A sala reveste-se de luzes verdes para, apropriadamente, se tocar “O Rapaz da Camisola Verde”, de Pedro Homem de Melo, um poeta homossexual. Desta vez, João Caçador, a quem os instrumentos ficam entregues, também canta. Assim que a sua voz se faz ouvir pela primeira vez, é possível ouvir a aprovação por parte do público. “Ora, vamos continuar nos poetas homossexuais, se me permitem” é a frase que introduz a música “Fado Botto”, baseada em vários poemas de António Botto, que lançou um livro de canções homoeróticas na primeira pessoa.
A meio do concerto, a dupla volta a trazer animação até à sala com o tema “Lila Fadista”. Animação esta que depressa dá lugar a mais um momento sério. “Vamos recuar umas décadas e vou apresentar-vos uma pessoa da qual possivelmente nunca ouviram falar: Valentim de Barros, uma vítima muito clara de um Estado e de um sistema de saúde homofóbicos”. “Valentim” é um poema de Inês Marto escrito para celebrar a vida do bailarino português, internado no Hospital Miguel Bombarda, submetido a uma leucotomia e mantido durante anos em cativeiro, sob um único diagnóstico: homossexualidade.
“Permitam-nos só mais uma dramalhice” são as palavras que nos dão a entender que o tom sério veio para ficar. É a vez de ouvirmos “De Costas Voltadas”, poema original de Maria do Rosário Pedreira, cuja letra foi alterada de modo a retratar um problema que a muitas pessoas da comunidade LGBTI diz respeito: a rejeição familiar.

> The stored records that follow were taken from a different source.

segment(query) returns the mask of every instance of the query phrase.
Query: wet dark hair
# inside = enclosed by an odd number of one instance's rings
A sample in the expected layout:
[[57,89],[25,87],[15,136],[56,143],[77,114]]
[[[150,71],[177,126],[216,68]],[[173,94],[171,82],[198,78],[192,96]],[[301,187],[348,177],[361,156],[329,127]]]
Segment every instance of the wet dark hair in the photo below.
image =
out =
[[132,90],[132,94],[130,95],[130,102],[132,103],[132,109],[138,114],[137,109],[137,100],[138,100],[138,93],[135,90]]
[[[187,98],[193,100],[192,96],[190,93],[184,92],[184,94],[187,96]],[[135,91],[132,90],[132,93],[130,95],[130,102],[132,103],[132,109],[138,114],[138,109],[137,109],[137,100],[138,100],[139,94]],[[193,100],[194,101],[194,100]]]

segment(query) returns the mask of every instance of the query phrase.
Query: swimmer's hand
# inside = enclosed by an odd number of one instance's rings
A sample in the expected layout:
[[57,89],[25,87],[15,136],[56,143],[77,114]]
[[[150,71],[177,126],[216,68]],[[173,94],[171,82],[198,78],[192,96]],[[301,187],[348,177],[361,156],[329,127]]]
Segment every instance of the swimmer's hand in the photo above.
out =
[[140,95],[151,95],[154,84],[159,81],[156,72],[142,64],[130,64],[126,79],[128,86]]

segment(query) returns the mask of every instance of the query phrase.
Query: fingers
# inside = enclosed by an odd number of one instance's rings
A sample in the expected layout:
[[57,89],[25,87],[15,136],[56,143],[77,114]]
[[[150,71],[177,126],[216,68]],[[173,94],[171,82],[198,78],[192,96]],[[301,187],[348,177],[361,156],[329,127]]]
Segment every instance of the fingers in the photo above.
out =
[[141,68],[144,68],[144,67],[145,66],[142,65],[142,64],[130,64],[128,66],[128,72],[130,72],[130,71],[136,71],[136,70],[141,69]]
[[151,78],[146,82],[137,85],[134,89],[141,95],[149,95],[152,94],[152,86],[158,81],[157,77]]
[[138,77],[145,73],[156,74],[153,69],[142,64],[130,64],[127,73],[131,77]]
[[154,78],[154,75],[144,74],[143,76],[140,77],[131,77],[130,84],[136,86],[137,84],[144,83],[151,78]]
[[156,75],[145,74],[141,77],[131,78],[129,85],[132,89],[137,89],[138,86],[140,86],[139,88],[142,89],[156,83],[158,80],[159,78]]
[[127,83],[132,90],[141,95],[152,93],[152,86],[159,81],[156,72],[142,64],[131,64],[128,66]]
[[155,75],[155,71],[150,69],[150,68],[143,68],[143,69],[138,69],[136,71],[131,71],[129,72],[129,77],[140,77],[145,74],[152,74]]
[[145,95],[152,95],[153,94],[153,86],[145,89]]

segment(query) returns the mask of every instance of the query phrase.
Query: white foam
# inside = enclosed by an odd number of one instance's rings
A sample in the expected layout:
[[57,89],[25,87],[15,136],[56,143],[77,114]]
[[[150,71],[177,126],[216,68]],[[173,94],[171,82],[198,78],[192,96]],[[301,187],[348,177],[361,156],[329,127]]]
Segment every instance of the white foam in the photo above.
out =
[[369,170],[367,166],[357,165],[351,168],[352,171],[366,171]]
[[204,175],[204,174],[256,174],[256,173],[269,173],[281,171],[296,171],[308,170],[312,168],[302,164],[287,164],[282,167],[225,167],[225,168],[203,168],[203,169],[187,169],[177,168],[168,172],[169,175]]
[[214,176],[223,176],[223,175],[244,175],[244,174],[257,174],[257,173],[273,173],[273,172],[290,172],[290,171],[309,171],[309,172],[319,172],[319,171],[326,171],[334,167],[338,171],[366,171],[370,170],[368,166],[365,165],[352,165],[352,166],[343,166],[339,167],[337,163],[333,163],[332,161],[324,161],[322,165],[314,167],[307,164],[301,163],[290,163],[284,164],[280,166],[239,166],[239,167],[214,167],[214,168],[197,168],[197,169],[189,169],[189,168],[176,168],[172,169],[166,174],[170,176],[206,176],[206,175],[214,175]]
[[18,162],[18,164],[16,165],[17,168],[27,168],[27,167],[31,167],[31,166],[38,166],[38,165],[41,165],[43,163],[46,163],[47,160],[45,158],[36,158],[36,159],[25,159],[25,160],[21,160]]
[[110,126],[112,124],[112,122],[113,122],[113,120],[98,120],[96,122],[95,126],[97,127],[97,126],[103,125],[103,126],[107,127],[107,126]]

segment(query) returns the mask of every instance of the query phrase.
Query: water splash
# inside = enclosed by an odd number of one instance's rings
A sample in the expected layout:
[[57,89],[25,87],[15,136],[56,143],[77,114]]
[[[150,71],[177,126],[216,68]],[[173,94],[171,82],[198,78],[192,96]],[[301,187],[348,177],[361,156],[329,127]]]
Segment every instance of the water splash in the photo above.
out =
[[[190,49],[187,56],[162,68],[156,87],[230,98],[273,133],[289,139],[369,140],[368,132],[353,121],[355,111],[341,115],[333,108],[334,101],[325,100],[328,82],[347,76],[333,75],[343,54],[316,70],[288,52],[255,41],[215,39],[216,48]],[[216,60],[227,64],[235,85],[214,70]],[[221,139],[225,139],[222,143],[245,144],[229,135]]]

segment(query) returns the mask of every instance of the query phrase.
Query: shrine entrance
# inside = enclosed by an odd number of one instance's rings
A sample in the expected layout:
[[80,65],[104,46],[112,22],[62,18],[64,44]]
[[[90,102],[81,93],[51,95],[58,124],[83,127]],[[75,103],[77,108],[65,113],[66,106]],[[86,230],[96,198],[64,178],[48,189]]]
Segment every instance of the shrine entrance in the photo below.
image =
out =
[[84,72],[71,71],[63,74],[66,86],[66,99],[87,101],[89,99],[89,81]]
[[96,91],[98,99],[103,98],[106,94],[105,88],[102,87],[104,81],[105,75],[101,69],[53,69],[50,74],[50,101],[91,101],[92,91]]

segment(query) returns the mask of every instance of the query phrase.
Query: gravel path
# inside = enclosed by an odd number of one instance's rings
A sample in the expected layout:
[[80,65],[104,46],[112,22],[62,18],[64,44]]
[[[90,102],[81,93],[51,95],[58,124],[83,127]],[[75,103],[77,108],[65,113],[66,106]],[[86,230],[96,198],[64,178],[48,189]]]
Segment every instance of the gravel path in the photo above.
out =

Não fugindo ao tema, mas agora com uma postura mais descontraída e animada, o grupo dá ênfase a histórias caricatas daqueles que se recusam a assumir quem são. Conservaram a melodia de “Nem às Paredes Confesso” e conferiram-lhe uma nova letra, transformando-a na “Crónica do Macho Discreto”. Chegado o refrão, o público é desafiado a acompanhar, e o Maus Hábitos une-se assim numa só voz.
Lila Fadista anuncia o último tema da noite: “Marcha do Orgulho”. É com um caloroso aplauso que o público agradece os momentos musicais ali passados, enquanto os artistas fazem uma vénia e saem do palco.
Terminado o concerto, a porta dos bastidores abre-se e o grupo retoma ao palco, para aquela que é a canção que encerra verdadeiramente o concerto. É tempo de cantar “Cucurrucucu paloma”, tema que funciona como catarse para os artistas, depois da viagem emocional feita ao longo da atuação. Lila Fadista senta-se ao lado de João Caçador, numa aproximação intimista, e recorre ao espanhol para cantar ideias antagónicas, mas que ao mesmo tempo se completam, tais como a tristeza, a esperança, a morte e a vida.
Se outrora o nosso género musical por excelência evocava temas de emergência urbana, cantando a narrativa do quotidiano com todos os problemas sociais que lhe eram inerentes, faz agora todo o sentido surgir um projeto interventivo que reflita sobre temas contemporâneos. E porque se mudam os tempos, mudam-se as problemáticas: a homofobia, o machismo, o abandono familiar, o racismo, a violência e o medo de “sair do armário” são alguns dos muitos assuntos que merecem a especial atenção da guitarra elétrica de João Caçador e da voz de Lila Fadista. Não se fez silêncio, mas cantou-se o fado.
Artigo da autoria de Francisca Gomes.